The rain. It's always the rain. This is a statistically unprovable assertion, but it certainly feels as if no team has been forced to play through active rain storms over the past decade more often than the New York Yankees. Certainly no team has been as adversely affected by it.
No Yankees opponent seems to have as much trouble with the mud on the mound. No Yankees opponent seems to struggle with the basic tenets of their grip. No Yankees opponent wakes out of a two-hour rain delay slumber, asked to resume play at 11:47 PM for no apparent reason, unable to compose themselves and return to game shape at the snap of a finger.
This season, the Yankees have already been asked to complete five innings in a driving downpour, risking Yoendrys Gómez's health just so the umpiring crew can get a pat on the head from Rob Manfred for delivering an official game (and a Yankees loss, of course) in a monsoon. On Monday night, they were asked to navigate five more innings against a visiting San Diego team — one that should've been more ill-equipped than the Yankees for bad weather, but somehow wasn't. They got through five and more, overcoming a pre-first pitch delay and another storm in the bottom of the fourth.

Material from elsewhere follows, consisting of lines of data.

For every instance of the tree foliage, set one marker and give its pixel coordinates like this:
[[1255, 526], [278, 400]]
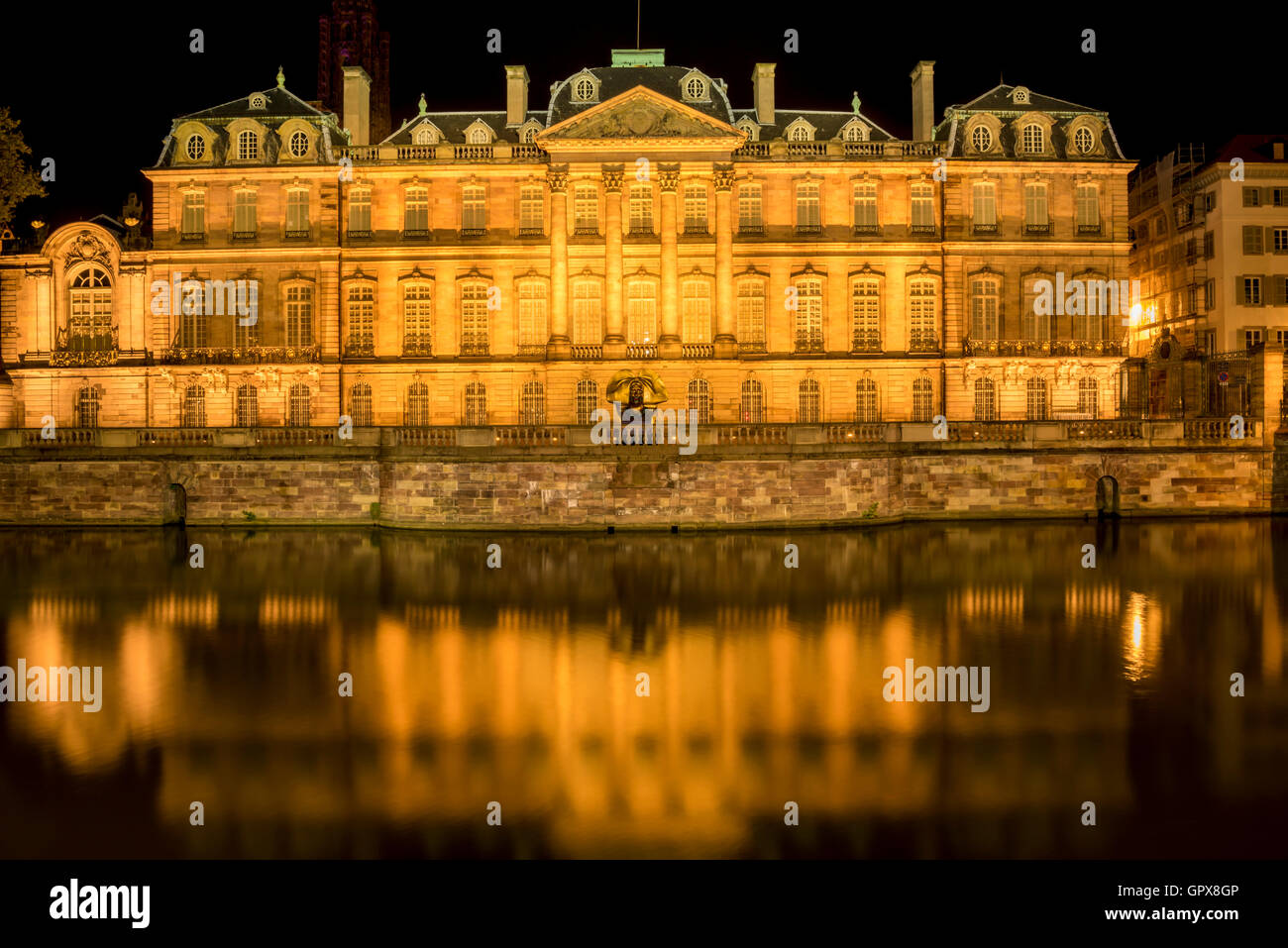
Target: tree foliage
[[17, 180]]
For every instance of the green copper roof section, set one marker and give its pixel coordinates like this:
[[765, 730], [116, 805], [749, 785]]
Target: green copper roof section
[[639, 56]]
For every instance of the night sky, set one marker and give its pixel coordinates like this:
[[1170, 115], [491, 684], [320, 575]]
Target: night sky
[[97, 85]]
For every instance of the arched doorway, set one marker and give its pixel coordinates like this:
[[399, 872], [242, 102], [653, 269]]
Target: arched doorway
[[1107, 497], [174, 504]]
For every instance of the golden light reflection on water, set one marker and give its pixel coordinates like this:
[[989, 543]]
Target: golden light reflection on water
[[761, 689]]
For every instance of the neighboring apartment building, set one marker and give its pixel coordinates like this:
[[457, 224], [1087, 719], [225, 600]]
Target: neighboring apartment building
[[1211, 247], [763, 264]]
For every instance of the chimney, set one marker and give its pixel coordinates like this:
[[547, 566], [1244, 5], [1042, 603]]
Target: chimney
[[357, 104], [763, 90], [515, 95], [923, 101]]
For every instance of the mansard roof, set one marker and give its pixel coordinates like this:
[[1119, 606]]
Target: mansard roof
[[1001, 102]]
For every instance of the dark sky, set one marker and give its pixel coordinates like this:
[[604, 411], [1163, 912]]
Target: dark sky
[[95, 85]]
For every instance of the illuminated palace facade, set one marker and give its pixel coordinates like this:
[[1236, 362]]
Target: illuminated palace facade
[[764, 264]]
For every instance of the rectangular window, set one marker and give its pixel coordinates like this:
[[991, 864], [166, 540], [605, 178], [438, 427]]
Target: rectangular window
[[1089, 209], [531, 210], [751, 316], [585, 206], [807, 211], [193, 214], [416, 213], [922, 207], [1034, 207], [1252, 240], [473, 211], [360, 211], [866, 207], [244, 214], [750, 219], [475, 330], [695, 207], [1250, 291], [984, 206], [642, 209], [296, 214]]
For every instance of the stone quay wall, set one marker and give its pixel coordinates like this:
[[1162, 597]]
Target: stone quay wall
[[553, 478]]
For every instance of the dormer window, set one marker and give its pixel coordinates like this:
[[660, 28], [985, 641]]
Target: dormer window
[[248, 146]]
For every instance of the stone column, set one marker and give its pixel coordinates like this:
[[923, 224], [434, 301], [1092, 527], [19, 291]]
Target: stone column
[[669, 340], [725, 343], [559, 346], [614, 343]]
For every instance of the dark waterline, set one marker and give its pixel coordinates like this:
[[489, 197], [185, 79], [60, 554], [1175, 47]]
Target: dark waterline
[[518, 685]]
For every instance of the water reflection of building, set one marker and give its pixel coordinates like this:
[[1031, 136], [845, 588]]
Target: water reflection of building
[[459, 700]]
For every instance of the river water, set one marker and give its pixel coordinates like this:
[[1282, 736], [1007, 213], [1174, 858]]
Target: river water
[[519, 691]]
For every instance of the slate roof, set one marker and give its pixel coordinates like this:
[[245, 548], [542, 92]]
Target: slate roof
[[999, 102]]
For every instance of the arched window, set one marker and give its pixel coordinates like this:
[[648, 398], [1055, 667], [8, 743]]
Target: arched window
[[192, 411], [1089, 397], [417, 318], [983, 308], [299, 316], [588, 326], [248, 146], [866, 314], [360, 404], [809, 314], [751, 314], [246, 411], [1037, 390], [532, 317], [696, 311], [867, 406], [362, 320], [588, 401], [417, 406], [475, 321], [89, 324], [86, 408], [532, 403], [1033, 140], [299, 406], [699, 401], [642, 312], [752, 403], [922, 316], [922, 399], [986, 399], [810, 402], [476, 404]]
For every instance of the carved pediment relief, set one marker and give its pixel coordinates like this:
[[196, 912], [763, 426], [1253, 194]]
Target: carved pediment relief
[[639, 114]]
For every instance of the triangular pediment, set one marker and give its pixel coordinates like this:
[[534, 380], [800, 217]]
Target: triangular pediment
[[640, 115]]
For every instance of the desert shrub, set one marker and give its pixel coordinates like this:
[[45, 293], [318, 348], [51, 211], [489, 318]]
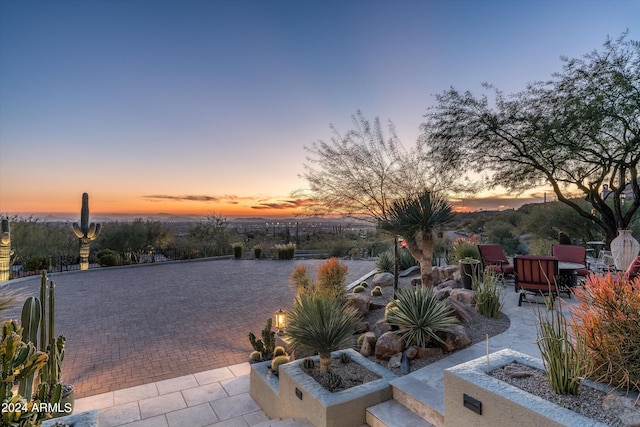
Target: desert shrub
[[385, 262], [465, 249], [607, 319], [108, 258], [487, 294], [330, 278], [420, 315], [565, 360], [320, 323], [285, 252]]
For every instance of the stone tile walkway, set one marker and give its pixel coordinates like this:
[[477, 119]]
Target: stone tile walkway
[[132, 326]]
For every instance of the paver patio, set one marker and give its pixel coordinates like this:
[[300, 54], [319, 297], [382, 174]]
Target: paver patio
[[132, 326]]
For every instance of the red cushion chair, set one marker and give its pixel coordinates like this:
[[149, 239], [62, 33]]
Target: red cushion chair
[[494, 258], [535, 274], [572, 253]]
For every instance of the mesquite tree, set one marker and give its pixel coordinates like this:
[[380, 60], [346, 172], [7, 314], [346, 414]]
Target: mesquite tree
[[579, 132]]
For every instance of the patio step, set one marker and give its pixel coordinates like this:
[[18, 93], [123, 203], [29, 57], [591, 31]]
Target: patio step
[[414, 403], [393, 414]]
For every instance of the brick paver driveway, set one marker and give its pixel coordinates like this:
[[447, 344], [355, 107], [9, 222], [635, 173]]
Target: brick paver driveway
[[136, 325]]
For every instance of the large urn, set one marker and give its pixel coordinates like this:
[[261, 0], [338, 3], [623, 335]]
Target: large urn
[[624, 249]]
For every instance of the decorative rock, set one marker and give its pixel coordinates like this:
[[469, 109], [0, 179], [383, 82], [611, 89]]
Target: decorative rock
[[411, 352], [387, 345], [466, 296], [453, 284], [457, 339], [383, 279], [368, 344], [460, 310], [381, 327], [361, 303], [624, 409], [394, 361]]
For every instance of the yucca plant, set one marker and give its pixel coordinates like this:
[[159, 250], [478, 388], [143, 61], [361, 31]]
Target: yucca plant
[[420, 315], [565, 360], [319, 322]]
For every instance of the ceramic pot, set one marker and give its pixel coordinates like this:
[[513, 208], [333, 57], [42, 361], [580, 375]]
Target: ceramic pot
[[624, 249]]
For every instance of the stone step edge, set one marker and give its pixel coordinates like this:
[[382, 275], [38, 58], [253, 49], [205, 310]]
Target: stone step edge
[[393, 414]]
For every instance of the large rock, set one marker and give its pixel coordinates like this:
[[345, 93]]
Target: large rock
[[381, 327], [465, 296], [387, 345], [362, 303], [455, 340], [383, 279]]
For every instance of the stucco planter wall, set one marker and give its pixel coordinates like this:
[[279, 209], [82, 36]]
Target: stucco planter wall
[[501, 403], [294, 394]]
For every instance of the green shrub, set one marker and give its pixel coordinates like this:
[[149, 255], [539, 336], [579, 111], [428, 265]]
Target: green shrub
[[488, 296], [319, 322], [419, 315], [108, 258], [565, 362]]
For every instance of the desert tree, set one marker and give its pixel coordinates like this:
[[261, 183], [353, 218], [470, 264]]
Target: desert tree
[[415, 218], [360, 173], [578, 132]]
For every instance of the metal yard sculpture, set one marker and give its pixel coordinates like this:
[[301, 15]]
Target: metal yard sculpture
[[5, 251], [85, 232]]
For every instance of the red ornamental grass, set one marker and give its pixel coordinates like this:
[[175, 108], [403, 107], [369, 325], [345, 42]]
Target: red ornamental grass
[[607, 318]]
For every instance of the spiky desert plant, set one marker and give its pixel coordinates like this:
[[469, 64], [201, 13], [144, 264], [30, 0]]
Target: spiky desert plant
[[85, 232], [607, 318], [420, 315], [320, 323], [565, 361]]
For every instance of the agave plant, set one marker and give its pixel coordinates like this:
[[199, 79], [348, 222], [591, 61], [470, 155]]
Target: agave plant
[[419, 315], [320, 323]]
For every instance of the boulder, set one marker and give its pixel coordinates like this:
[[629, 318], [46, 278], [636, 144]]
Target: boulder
[[465, 296], [381, 327], [383, 279], [455, 340], [387, 345], [368, 344], [361, 303], [460, 310], [395, 360]]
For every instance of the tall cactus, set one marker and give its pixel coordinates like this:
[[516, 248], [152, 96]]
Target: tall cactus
[[85, 232], [5, 251]]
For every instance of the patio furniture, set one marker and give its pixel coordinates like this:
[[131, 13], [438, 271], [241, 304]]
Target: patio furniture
[[536, 275], [494, 258], [576, 255]]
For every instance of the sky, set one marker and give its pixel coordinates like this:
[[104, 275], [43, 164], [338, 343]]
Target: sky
[[199, 107]]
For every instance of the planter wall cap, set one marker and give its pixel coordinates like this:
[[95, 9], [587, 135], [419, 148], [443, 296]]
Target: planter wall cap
[[82, 419], [475, 372]]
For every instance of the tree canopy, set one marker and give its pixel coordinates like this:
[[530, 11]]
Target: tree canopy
[[363, 171], [578, 132]]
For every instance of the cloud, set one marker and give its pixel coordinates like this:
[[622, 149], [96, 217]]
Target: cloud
[[190, 198]]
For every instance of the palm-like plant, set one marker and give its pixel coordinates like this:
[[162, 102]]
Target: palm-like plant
[[320, 323], [415, 219], [419, 315]]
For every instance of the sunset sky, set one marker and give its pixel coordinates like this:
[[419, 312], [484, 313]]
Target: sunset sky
[[200, 107]]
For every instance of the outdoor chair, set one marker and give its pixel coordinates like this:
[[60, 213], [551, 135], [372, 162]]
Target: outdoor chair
[[572, 253], [535, 275], [494, 258]]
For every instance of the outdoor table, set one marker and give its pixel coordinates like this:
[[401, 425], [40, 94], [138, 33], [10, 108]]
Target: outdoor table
[[568, 275]]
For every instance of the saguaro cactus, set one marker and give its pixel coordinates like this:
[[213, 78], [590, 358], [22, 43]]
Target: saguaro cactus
[[85, 232], [5, 251]]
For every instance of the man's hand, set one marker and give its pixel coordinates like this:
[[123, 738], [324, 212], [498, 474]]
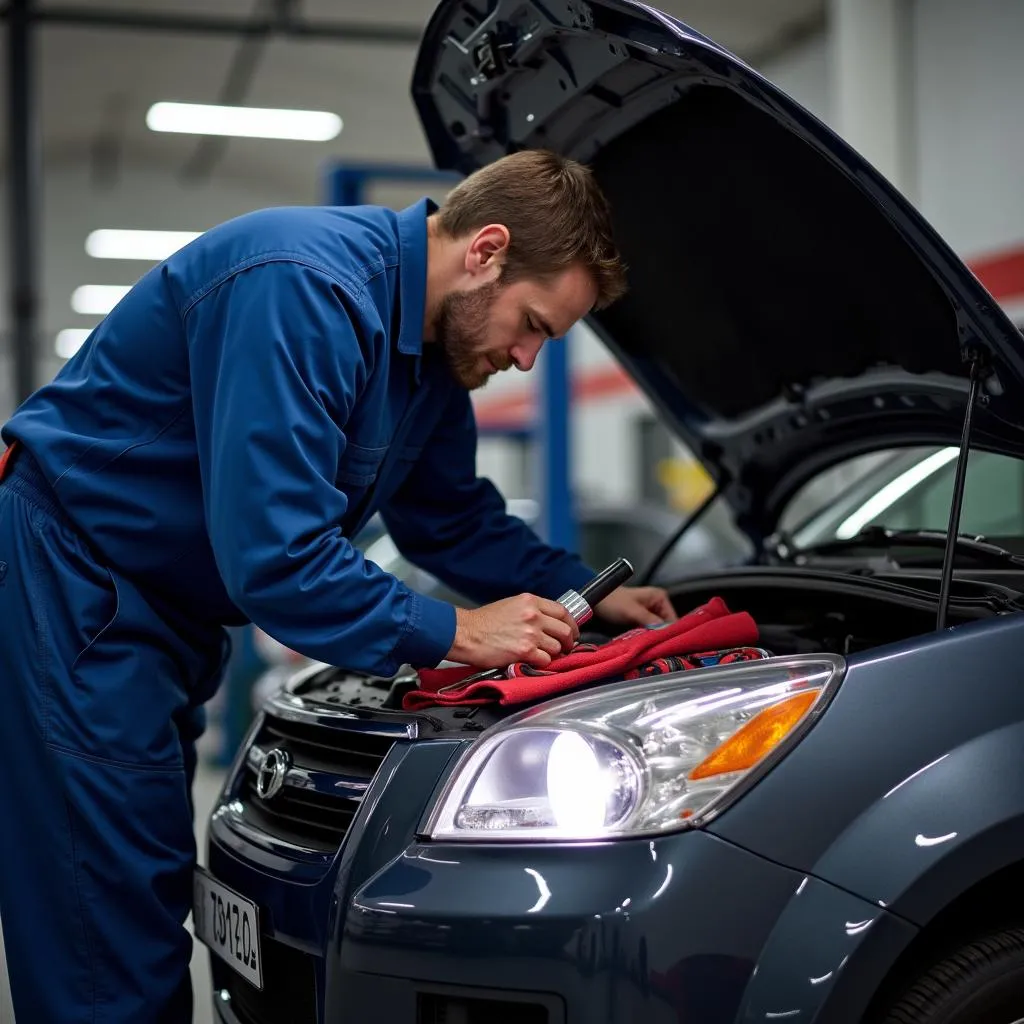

But once MLB got the official game they desired — which would've been a 2-0 Yankees victory — they instead decided, in this particular instance, that it wasn't enough. The Yankees extended the lead to three. The skies opened once again. And, as the conditions worsened, Aaron Boone looked at his stable of relievers, as well as the man on the mound who'd been summoned to record the final out of the seventh inning, and did so on two pitches. And he said, "Get me my worst idea."
Williams, in part, blamed the conditions of the mound for entering on Monday night in a 3-0 game, retiring the first batter, then walking light-hitting Tyler Wade, allowing a single to dribbler-creating outfielder Brandon Lockridge, and then walking Luis Arraez, a kingly slap hitter who's physically repulsed by walks. The conditions of the mound were, more than likely, below par. Here is a list of pitchers who utilized the same mound to its intended effect: Tim Hill, Ryan Bergert, Jeremiah Estrada, and Robert Suarez. Three of those four, of course, make their homes in sunny San Diego, but found no issue.
It's no surprise, of course, that Brian Cashman pushed his chips in, once again, for the particular pitcher who is attempting to work his way back from exile, re-entered the circle of trust shockingly quickly, and made a mound mess once again when the conditions were less than ideal. Cashman saw Williams' playoff exit at the hands of Pete Alonso last fall, when the changeup didn't fool anyone and the bright lights of ... Milwaukee (?) lit a fire under the opposition instead.
And he said, "Yes. That will be my next masterpiece. I'll send away someone who'd be starting at two different infield positions in early May in order to add an elite reliever on the verge of a crisis of confidence."
Yankees' Devin Williams is Brian Cashman's worst All-Star-turned-unusable acquisition
Remove your preconceived notions about Brian Cashman as a GM and the totality of his tenure. He's well-respected for a reason. He earned it ... at some point. For someone with this much pedigree, it is astounding how many missteps he's engineered over the past five years. Sometimes, it was difficult to foresee that the All-Stars he added would bring swiftly-shaken confidence to the Bronx: who knew about Sonny Gray?
Other times, however, it was shockingly easy to predict. Frankie Montas went down with an unresolved shoulder injury in June, and was a Yankee by July. To this day, something tells us those two realities were not entirely unrelated; the price on an All-Star dropped, and Cashman took a chance to save capital. It failed.
Josh Donaldson was a clubhouse terror and an enemy of the Yankees' ace when he arrived. At least he brought elite batted-ball metrics the summer before he showed up. There was something to dream on. Unfortunately, by the time he suited up in pinstripes, he couldn't hit a pop fly over the aging curve.
Joey Gallo represented the biggest swing available on the trade market, at the time of his acquisition, but the Yankees' lineup was already too swing-and-miss prone without him. 15 degrees of variance in the wrong direction from Gallo, and the whole house of cards that was the 2021 season was destined to fall apart. It did. Gallo is a pitcher now.
Somehow, Williams has had the swiftest fall of all — though, again, the start of his downfall was broadcast on national television last season. The Mets were involved. It was all over the local markets. Would've been tough for Cashman to miss it.
Monday night was on Boone, who signaled for the reliever in the most tenuous mental state in the most important moment of the game (and no, Luke Weaver is not completely absolved for faltering, too, though he's only done it once this year). It's on Williams, whose fastball dipped below 92 as he missed the zone four consecutive times to Arraez, who was ready to swing out of his shoes at anything close.
But mostly, it's on Cashman for somehow uncovering his fastest fall from grace yet, as the Yankees proceeded to lose their fifth game of the first 35 in which they led in the eighth. Williams has been directly responsible for three of those, a rate of failure eclipsed only by Cashman when it's time to cash in his prospect chips for a fading star.